Public-source research has been drafted; final human publication review and change-log detail are still required.
Summary judgment · 40% toward patient-directed
Mixed
Nabla is institution-led and clinician-mediated, but public consent language, no-audio-by-default claims, and no-training-on-clinical-notes claims make patient-facing governance more inspectable.
Patient agency
How this tool changes agency
Nabla may improve clinician attention and note completeness, but it is not a patient-controlled advocacy or navigation tool.
Consent is described, but opt-out/refusal workflow, documentation, and alternatives remain deployment-specific.
Patient-facing signals
Who does this AI serve?
Nabla is sold to clinicians and healthcare organizations for documentation and workflow support.
Can patients tell AI is involved?
Nabla publishes consent language, but actual notice depends on clinician and health-system implementation.
Can patients meaningfully choose?
Consent is described, but opt-out/refusal workflow, documentation, and alternatives remain deployment-specific.
Can patients correct or challenge what the AI produces?
Clinician review is central, but patient transcript/audio access and AI-specific correction routes are not clearly established.
Does it help patients understand or act?
Nabla may improve clinician attention and note completeness, but it is not a patient-controlled advocacy or navigation tool.
Text findings
Who is left out or burdened?
Evidence incomplete
Nabla claims broad language/specialty support and FQHC deployment, but independent evidence by language, accent, disability, specialty, interpreter use, and safety-net context remains limited.
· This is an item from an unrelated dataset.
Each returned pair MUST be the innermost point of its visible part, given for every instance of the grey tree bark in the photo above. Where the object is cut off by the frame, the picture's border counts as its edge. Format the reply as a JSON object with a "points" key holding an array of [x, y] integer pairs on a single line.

What happens to patient data?
Stronger public governance claims, still deployment-specific
Nabla says audio is not stored by default, notes are not used for AI training, and note retention is configurable. Health-system agreements and local settings still matter.
Are the clinical boundaries clear?
Mostly clear
The product is clinician-assistive and requires clinician review. Order, coding, and workflow features raise downstream safety questions.
Who defined what good looks like?
Mostly clinician, vendor, and health-system-defined
Published evidence includes patient experience but emphasizes clinician burden, documentation time, and adoption. Patient agency measures are not yet central.
Review method
Deep public-source review of official product pages, trust/security pages, consent guidance, privacy policy, customer/public evidence, and published ambient-scribe research; no vendor interview or hands-on deployment testing.